Photographs will be taken in the 'RAW' file format, as opposed to JPEG so long as this is practicable. This ensures the maximum capture of image-data and eliminates the cumulative degradation of quality caused by compression that occurs as JPEGs are saved, edited and saved again. For this reason, except for in exceptional circumstances, it is not possible to provide images directly from the memory card at the end of the shoot.

Use of the LCD-screen

The LCD screen on the back of digital cameras has transformed the field of commercial photography, allowing image creation to be more collaborative by giving instant feedback which the customer and photographer can discuss. This does however come with some limitations. When shooting in RAW-mode, the LCD screen is not a WYSIWYG (what you see is what you get) device. RAW files contain more information than any digital display device can display; and must be converted for display on the LCD screen. It is only after careful processing that the data in a RAW image can be extracted into a JPEG that matches the original vision, especially in terms of colour-fidelity and the extreme ends of the brightness range. For this reason, it is recommended that the LCD screen only be used to review composition, overall contrast and sharpness of the image.

Colour-fidelity

Colour-fidelity is achieved through the use of a growing range of technical tools, including colour-targets and monitor calibration tools. Where appropriate, samples of materials photographed may be taken away to be viewed under a specialist white-light and compared with the image on screen (on a calibrated monitor). Since the appearance of colours on any given monitor depends on how the user has calibrated it, no guarantees can be given for how well the colour-fidelity holds up on monitors other than my own. Similar constraints exist in printing, which requires knowledge of colour profiling to achieve colour fidelity, therefore no guarantees can be given on colour fidelity of prints which aren't from reputable and professional print-labs.

Sharpening

Sharpening is a commonly misunderstood procedure and a professional understanding of the process is important in producing the best photography with the crispest detail. For most people, shooting straight to JPEG or TIFF, some level of sharpening is automatically applied by the camera’s built-in software. A RAW image of the type shot by most professional photographers contains pure unprocessed data hot off the sensor with no sharpening applied at all. These images can appear soft at first glance.

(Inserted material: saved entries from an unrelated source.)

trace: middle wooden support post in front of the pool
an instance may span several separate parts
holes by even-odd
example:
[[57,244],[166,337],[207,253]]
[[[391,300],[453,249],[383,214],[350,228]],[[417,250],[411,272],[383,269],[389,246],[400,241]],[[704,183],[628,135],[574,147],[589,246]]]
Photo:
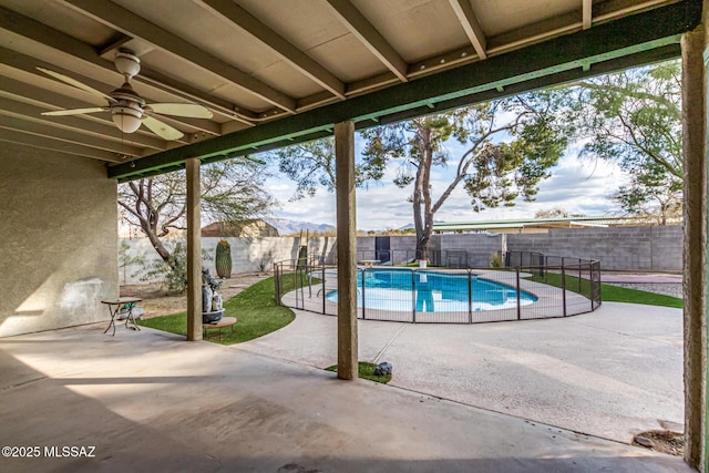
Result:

Applying sharpening to these photographs while still in their RAW state is a fundamentally different procedure to the sharpening processes often applied to JPEGs and TIFFs in Photoshop, which have often already been sharpened. Sharpening an image again in this way can create unsightly artifacts which have given sharpening a bad reputation and let to some photography users stipulating that they require unsharpened images, assuming that this will mean the photographs are of better quality.

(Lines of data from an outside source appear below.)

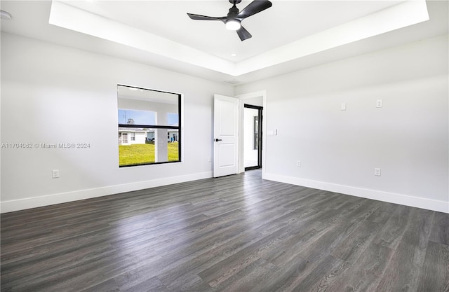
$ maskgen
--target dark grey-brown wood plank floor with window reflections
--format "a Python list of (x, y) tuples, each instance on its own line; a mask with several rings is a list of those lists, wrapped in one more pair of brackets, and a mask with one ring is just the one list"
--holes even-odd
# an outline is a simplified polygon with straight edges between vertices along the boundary
[(1, 215), (1, 291), (449, 291), (449, 214), (260, 170)]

It takes a certain level of skill to sharpen an image correctly but it is almost inconceivable to release a completely unsharpened photograph to a client who does not intend to process the image in RAW as they will never be able to achieve the same quality of crispness trying to sharpen a JPEG or TIFF image. Contrary to popular belief, sharpening is not a way to 'fix' a photograph which has come out blurred due to camera-shake or bad focusing.

My policy regarding sharpening is always to apply a moderate and considered level of sharpening along with related processes to reduce noise and artefacts and only sharpen those areas where sharpening is required, leaving smooth gradients untouched. I don’t apply any further sharpening after this.

Cut-outs

Objects shown in images, in particular products, can be cut-out and provided as an image with transparency which can be placed against any background. Providing this will add time and therefore additional cost to the commission. The amount of time spent on cut-outs can vary greatly. An opaque object with a simple outline, shot against a plain background with strong contrast between object and background can be cut out in less than 5 minutes. Complications such as objects with finely detailed outlines, translucency, or that have been shot against a non-plain or non-contrasting background can go up to anything like several hours per photograph, however applying the right techniques when taking the photographs can drastically simplify the process of cutting out complex translucent objects. Therefore, proper preparation can be the difference between cutting out adding tens and thousands of pounds to the cost of the job.

Format of images provided

Normally all photographs will be provided in the JPEG file format and in the sRGB colour-space, ideal for digital displays. Since saving a JPEG causes a loss of quality which is cumulative with repeated edit and save cycles, files will only be finally saved as JPEGs once all processing is complete. If the customer wishes to print images or use them in a way which will involve saving a new JPEG (such as adding a text or logo overlay, or adding them to a larger design or collage to be saved as a JPEG), then TIFF format files and a colour-space to match the printer, or ProPhotoRGB is recommended. If you simply take a JPEG which was designed for internet use and send it to print, you may find that the colours aren't what you expected. In some cases, customers with access to technical image-processing skills may request RAW files. Any RAW files provided to the client have had my recommended adjustments applied and have been saved in the DNG RAW format, which embeds my adjustment while also allowing free re-adjustment. Cut-outs for which transparency is required are provided in the PNG format, which is the only commonly-used format to support transparency, and like TIFF, is lossless.